[Metacard] Re: Darwin, CGI Question
Phil Davis
phildavis at home.com
Fri Nov 23 11:53:01 EST 2001
Hi Richard,
Partial answer...
----- Original Message -----
From: "Richard MacLemale" <rmaclemale at earthlink.net>
To: <metacard at www.runrev.com>
Sent: Friday, November 23, 2001 6:37 AM
Subject: Re: Darwin, CGI Question
>
> in the command line does. Being a UNIX newbie, I don't know what the
./
> does, but you can't execute without it. So perhaps this has something
to do
> with not being able to execute a script from a browser?

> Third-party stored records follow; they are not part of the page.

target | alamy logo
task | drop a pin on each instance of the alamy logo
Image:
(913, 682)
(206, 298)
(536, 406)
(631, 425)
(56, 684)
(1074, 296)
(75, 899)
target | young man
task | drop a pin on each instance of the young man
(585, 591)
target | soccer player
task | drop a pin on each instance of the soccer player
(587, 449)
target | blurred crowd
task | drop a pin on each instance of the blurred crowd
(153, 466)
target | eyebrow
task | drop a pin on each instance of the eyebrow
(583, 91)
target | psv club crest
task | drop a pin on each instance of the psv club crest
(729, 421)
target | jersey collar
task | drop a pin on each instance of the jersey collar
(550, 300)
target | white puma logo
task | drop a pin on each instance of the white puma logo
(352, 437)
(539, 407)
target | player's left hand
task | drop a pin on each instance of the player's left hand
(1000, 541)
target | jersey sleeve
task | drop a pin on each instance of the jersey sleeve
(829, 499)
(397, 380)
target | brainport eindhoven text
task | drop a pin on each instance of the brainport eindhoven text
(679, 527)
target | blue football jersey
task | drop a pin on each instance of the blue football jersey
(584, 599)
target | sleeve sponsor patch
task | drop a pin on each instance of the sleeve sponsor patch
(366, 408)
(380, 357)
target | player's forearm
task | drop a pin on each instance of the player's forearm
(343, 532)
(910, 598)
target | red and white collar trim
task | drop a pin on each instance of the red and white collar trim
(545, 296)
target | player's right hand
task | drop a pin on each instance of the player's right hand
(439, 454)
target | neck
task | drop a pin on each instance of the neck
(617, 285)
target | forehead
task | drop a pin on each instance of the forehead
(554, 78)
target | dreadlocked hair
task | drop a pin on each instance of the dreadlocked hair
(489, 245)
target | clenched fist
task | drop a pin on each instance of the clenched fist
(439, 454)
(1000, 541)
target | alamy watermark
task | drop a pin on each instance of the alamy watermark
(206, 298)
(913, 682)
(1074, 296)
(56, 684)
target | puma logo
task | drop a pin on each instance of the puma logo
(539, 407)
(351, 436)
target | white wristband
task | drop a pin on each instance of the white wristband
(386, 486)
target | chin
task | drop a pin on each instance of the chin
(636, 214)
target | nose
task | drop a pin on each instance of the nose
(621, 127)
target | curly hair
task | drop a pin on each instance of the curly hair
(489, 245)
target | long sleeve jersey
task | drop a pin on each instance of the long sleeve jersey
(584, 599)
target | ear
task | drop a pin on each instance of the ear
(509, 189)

"./" before a filename means "use the current directory as the relative
path for the filename". So if your 'pwd' is:
/export/home/rmaclemale/cgi-bin
and you type on the command line:
./somescript.mt
the OS will look for (and try to execute) a file named:
/export/home/rmaclemale/cgi-bin/somescript.mt
Similarly, "../" means "use the 'parent' directory of the current
directory (the next directory up) as the relative path..."

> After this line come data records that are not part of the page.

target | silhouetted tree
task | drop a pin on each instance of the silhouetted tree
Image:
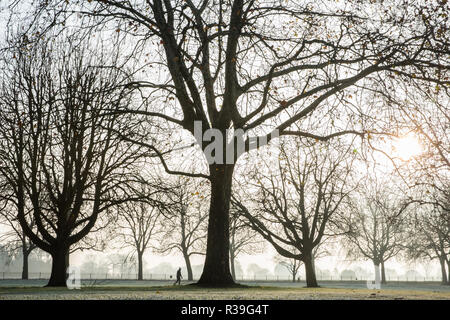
(298, 201)
(59, 153)
(243, 64)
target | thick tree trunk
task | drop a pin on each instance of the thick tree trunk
(311, 281)
(60, 263)
(383, 273)
(140, 266)
(443, 271)
(216, 271)
(188, 266)
(25, 254)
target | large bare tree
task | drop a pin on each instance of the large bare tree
(375, 225)
(259, 66)
(138, 224)
(429, 230)
(185, 216)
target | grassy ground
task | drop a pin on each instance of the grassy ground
(188, 292)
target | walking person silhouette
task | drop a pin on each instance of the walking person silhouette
(179, 277)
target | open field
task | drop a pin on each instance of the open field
(162, 290)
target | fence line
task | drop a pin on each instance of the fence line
(162, 277)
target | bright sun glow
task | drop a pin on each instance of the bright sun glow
(407, 147)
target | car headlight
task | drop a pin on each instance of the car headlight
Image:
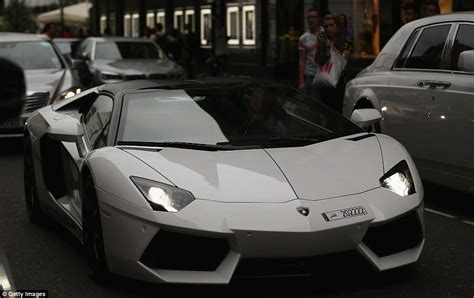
(67, 93)
(399, 180)
(163, 197)
(110, 76)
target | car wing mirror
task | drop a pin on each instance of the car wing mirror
(69, 130)
(466, 61)
(366, 117)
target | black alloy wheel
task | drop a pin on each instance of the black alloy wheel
(92, 234)
(33, 207)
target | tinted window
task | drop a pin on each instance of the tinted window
(248, 113)
(404, 55)
(429, 48)
(127, 50)
(96, 120)
(464, 42)
(31, 54)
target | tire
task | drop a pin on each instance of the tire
(92, 234)
(33, 207)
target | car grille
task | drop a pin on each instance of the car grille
(35, 101)
(396, 236)
(176, 251)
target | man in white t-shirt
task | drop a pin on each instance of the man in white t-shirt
(307, 46)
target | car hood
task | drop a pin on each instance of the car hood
(136, 66)
(44, 80)
(315, 172)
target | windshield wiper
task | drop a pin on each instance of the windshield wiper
(181, 145)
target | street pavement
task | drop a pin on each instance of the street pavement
(49, 258)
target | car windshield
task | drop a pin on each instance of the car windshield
(67, 47)
(240, 115)
(119, 50)
(31, 54)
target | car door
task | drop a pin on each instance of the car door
(414, 75)
(451, 115)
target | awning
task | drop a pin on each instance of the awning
(73, 14)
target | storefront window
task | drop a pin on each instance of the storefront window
(160, 18)
(127, 25)
(135, 25)
(150, 19)
(189, 16)
(248, 21)
(233, 29)
(178, 19)
(206, 26)
(103, 23)
(363, 25)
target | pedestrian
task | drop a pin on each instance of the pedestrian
(307, 46)
(49, 30)
(432, 8)
(410, 13)
(338, 40)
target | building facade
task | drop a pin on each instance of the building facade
(263, 34)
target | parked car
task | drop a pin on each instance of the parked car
(47, 75)
(186, 182)
(116, 59)
(422, 84)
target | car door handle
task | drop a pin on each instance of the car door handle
(434, 84)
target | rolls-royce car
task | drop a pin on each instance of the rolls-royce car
(47, 75)
(189, 182)
(422, 84)
(116, 59)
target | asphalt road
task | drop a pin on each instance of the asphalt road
(48, 257)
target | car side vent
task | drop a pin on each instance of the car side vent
(369, 135)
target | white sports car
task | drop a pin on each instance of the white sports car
(186, 182)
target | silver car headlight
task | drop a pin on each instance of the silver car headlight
(399, 180)
(163, 197)
(110, 76)
(67, 93)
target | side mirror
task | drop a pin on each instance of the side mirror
(466, 61)
(365, 117)
(69, 130)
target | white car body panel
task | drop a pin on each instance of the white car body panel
(250, 198)
(436, 124)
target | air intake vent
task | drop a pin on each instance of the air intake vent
(35, 101)
(176, 251)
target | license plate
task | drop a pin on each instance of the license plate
(344, 213)
(10, 123)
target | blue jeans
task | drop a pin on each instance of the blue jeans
(311, 90)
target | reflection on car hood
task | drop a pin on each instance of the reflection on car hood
(135, 66)
(328, 169)
(44, 80)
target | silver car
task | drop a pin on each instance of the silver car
(116, 59)
(423, 85)
(47, 75)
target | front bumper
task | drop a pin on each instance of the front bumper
(253, 231)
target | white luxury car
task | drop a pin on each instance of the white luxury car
(423, 85)
(185, 182)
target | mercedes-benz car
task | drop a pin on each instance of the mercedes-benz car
(47, 75)
(188, 182)
(422, 84)
(116, 59)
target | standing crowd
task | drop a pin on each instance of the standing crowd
(326, 48)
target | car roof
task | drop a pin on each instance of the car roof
(12, 36)
(211, 82)
(442, 18)
(129, 39)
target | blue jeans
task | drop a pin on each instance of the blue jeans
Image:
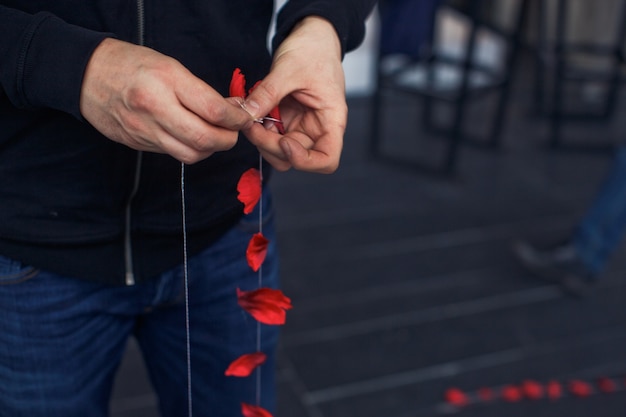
(62, 339)
(600, 232)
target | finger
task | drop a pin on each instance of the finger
(193, 131)
(322, 158)
(269, 140)
(199, 98)
(267, 95)
(278, 164)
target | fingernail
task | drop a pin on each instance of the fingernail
(252, 107)
(284, 145)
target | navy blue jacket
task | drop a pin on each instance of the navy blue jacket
(66, 192)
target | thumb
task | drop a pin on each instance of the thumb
(265, 96)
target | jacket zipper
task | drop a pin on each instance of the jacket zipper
(128, 244)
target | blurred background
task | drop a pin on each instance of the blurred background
(473, 124)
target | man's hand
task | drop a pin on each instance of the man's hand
(148, 101)
(307, 81)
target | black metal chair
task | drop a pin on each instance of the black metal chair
(400, 23)
(555, 70)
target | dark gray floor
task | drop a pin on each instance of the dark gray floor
(403, 285)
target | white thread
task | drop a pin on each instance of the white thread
(258, 326)
(186, 279)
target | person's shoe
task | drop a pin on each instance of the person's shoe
(557, 265)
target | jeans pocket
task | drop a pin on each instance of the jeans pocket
(13, 272)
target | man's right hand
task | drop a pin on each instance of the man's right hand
(150, 102)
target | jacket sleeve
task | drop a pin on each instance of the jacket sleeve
(43, 60)
(347, 16)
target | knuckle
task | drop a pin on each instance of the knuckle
(216, 112)
(139, 99)
(210, 142)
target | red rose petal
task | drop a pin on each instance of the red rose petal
(511, 393)
(580, 388)
(265, 304)
(245, 364)
(249, 189)
(237, 84)
(254, 411)
(257, 250)
(607, 385)
(532, 390)
(486, 394)
(456, 397)
(554, 390)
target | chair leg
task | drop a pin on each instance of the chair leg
(511, 61)
(556, 115)
(460, 104)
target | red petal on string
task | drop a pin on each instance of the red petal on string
(267, 305)
(456, 397)
(532, 390)
(275, 114)
(511, 393)
(249, 189)
(580, 388)
(554, 390)
(254, 411)
(486, 394)
(245, 364)
(257, 250)
(237, 84)
(607, 385)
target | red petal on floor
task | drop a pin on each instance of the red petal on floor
(456, 397)
(245, 364)
(249, 189)
(257, 250)
(607, 385)
(554, 390)
(254, 411)
(580, 388)
(511, 393)
(532, 390)
(267, 305)
(237, 84)
(486, 394)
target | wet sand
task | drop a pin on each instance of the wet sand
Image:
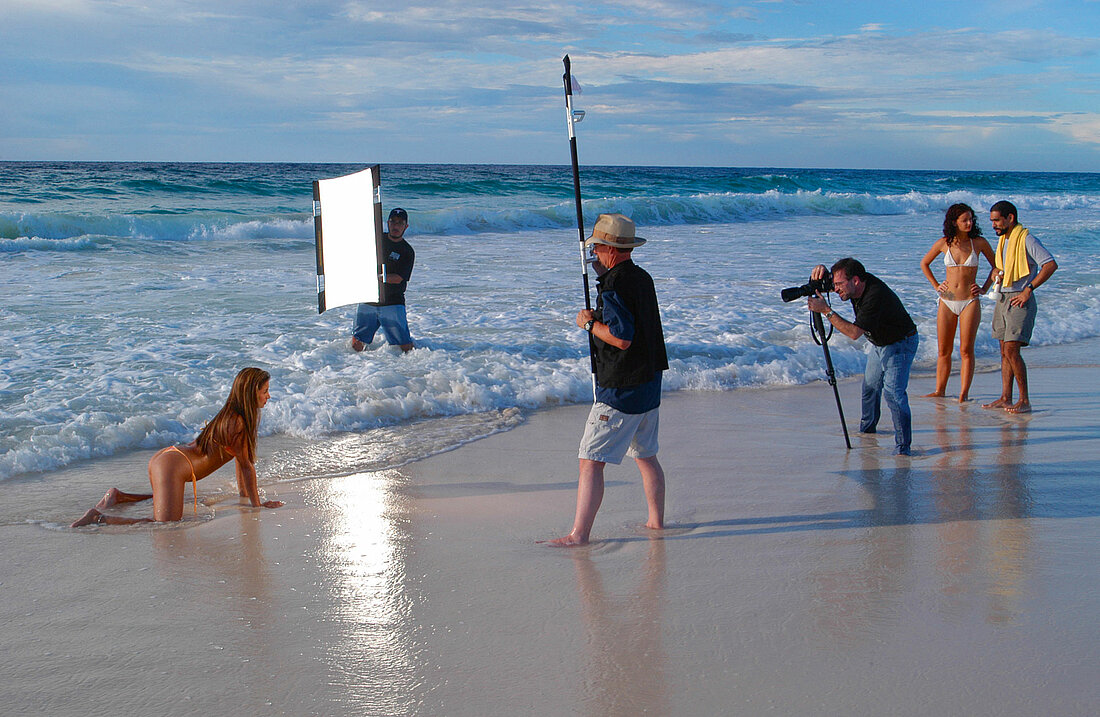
(795, 576)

Since you're a self-proclaimed Unix newbie, I'll venture one more thing:
I don't know specifically about your system, but Unix normally has a
built-in technical "manual" (aka "man pages") that you can use to learn
what a command means. So if you type this on a command line:
man pwd
You'll be shown the 'man page' describing the 'pwd' command.